Education level categories are ≤ 8th grade, some high school, high school graduate, some college, college graduate, and post-graduate. Occupation categories are executive/supervisory, technical, laborer, clerical, sales, and housewife.

b

Marital status categories are single, married, and divorce or widowed. Baseline smoking are smoking, not smoking, and quitting. Anti-hypertension drug are regular use, not use, and sporadic use.

c

zero-continuous variables such as cigarettes per day are predicted in two stages, first a logistic regression on an indicator of whether the variable is nonzero and then a linear regression of the log of the nonzero values.

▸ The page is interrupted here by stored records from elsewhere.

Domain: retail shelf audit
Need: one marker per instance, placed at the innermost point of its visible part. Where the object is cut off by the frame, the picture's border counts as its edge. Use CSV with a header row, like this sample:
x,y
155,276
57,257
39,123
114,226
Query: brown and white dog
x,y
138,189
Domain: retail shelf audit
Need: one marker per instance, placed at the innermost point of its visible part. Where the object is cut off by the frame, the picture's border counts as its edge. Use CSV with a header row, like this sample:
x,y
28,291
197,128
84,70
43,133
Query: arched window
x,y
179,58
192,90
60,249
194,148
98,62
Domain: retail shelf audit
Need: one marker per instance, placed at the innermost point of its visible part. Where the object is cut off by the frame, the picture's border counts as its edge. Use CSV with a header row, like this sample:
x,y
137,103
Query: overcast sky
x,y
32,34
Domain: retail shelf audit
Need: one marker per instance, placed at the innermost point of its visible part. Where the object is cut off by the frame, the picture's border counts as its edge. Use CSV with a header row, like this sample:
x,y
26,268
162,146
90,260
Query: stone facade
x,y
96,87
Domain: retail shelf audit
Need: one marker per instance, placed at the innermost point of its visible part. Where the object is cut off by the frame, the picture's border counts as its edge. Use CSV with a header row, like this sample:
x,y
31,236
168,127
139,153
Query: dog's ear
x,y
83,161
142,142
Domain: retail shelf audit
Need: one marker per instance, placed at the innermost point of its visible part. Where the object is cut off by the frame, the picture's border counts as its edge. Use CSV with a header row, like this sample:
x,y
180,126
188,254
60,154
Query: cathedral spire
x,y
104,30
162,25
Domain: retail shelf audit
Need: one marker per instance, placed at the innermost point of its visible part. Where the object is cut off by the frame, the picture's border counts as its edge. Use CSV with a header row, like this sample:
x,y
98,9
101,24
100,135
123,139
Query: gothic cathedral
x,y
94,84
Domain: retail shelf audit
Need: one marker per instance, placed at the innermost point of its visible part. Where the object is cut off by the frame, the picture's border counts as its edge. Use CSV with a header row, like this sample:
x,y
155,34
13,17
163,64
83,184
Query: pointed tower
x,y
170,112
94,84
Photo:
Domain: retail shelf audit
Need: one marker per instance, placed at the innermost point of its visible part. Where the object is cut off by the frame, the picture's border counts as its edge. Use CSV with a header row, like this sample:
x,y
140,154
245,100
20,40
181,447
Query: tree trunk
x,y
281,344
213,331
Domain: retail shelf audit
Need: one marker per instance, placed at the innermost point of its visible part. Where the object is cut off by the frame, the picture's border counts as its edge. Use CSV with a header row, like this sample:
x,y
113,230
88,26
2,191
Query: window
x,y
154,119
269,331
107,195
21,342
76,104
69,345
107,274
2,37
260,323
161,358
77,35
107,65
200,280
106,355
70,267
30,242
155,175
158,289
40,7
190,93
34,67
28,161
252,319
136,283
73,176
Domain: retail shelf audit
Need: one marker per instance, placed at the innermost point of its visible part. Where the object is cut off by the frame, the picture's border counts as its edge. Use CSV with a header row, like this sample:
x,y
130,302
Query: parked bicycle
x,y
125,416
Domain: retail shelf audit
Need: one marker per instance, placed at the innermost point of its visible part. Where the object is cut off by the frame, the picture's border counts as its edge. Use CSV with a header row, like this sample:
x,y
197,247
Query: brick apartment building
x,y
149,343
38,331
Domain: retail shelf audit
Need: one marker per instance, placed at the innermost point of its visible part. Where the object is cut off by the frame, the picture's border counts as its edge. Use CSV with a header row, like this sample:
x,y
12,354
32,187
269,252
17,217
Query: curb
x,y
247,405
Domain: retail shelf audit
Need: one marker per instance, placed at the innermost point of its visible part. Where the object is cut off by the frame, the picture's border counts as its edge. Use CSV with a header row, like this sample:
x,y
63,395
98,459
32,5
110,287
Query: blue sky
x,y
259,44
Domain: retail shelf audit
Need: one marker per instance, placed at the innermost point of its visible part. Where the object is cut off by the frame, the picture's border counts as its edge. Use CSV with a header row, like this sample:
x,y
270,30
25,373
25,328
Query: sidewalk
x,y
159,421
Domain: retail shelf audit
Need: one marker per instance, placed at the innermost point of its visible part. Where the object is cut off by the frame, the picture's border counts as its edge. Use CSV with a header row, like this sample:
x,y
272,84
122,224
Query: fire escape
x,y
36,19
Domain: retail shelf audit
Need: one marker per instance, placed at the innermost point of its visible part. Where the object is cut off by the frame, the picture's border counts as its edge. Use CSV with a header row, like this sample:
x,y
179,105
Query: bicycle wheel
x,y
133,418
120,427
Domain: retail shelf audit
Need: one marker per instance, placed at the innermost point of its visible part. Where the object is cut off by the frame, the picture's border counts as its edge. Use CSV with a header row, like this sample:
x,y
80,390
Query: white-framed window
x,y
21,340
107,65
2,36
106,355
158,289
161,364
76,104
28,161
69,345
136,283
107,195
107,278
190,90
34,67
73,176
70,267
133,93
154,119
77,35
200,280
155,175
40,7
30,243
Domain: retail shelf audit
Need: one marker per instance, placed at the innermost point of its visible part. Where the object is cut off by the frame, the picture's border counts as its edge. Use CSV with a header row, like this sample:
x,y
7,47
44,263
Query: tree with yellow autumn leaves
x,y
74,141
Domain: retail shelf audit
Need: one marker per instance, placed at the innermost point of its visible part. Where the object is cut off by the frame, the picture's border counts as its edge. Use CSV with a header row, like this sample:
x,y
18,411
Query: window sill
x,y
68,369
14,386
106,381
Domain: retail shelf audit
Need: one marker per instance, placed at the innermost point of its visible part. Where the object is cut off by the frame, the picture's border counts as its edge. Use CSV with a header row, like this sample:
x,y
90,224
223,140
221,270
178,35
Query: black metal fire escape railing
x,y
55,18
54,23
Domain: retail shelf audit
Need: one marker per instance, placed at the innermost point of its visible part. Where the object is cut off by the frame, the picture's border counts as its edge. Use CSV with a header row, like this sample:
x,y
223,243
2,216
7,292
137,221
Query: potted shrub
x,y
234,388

The parametric g-formula is used to estimate the total effect of smoking 20 cigarettes per day v.s. no smoking on SBP and on BMI at exam 5, by the g-formula macro. The parametric mediational g-formula is applied to conduct mediation analysis with time-varying mediators and exposures by our newly developed mgformula macro. We specify models for the outcome mean, as well as for each time-varying covariate (including mediator, exposure, and confounders) at each time point. We use current covariates and covariates at one period back (one lagged model) as the predictors. Specifically, we regress Y on main effects for A(5), M(5), L(5), A(4), M(4), and L(4). For t = 0, 1, 2, …, 5, we regress L(t) on A(t−1), M(t−1), and L(t−1); regress M(t) on A(t), A(t−1), M(t−1), L(t), and L(t−1); and regress A(t) on A(t−1), M(t−1), L(t), and L(t−1) (please refer to the eAppendix for more details). All analyses are conducted using SAS 9.4 (Cary, NC).

Results

The demographic and baseline health characteristics for smokers (n = 1,759), non-smokers (n = 1,174), and quitters (n = 183) are shown in Table 2. Compared with non-smokers, smokers have higher male proportion, younger age, and better education level. The majority of non-smokers are female (84%) and half of them have the occupation of housewife. The occupations of the smokers are mainly supervisor, laborer, and housewife. At baseline, the smokers appear to have better health status for lower systolic blood pressure, cholesterol level, and BMI.

Table 2.

Baseline characteristics of eligible participants grouped by former smoking status.

Characteristic Quitters
(n = 183)
Non-smokers
(n = 1,174)
Smokers
(n = 1,759)
Male (%) 128 (69) 188 (16) 1049 (59)
Age, year
(Mean (SD))
50 (8.5) 49 (8.5) 46 (8.0)
SBP, mmHg
(Mean (SD))
128 (18) 132 (22) 126 (18)
BMI
(Mean (SD))
26 (4) 26 (4) 25 (4)
Chol
(Mean (SD))
234 (44) 232 (45) 228 (43)
Height
(Mean (SD))
66 (3) 63 (3) 65 (3)
Education (%)
  <High school 65 (36) 507 (43) 675 (38)
  High school 64 (35) 420 (36) 707 (40)
  College or higher 51 (28) 227 (19) 350 (20)
  Missing 3 (2) 20 (2) 27 (2)
Work (%)
  Supervisory 58 (32) 156 (13.3) 419 (23.8)
  Technical 20 (10.9) 31 (2.6) 130 (7.4)
  Laborer 48 (26.2) 238 (20.3) 517 (29.4)
  Clerical 12 (6.6) 76 (6.5) 109 (6.2)
  Sales 8 (4.4) 19 (1.6) 91 (5.2)
  Housewife 36 (19.7) 647 (55.1) 478 (27.2)
  Missing 1 (0.5) 7 (0.6) 15 (0.9)
Marital (%)
  Married 163 (89.1) 935 (80) 1580 (90)
  Single 10 (6) 145 (12) 105 (6)
  Divorced 10 (6) 94 (8) 74 (4)

SBP: systolic blood pressure; BMI: body mass index; Chol: cholesterol level;

No one use the anti-hypertensive drugs at the beginning.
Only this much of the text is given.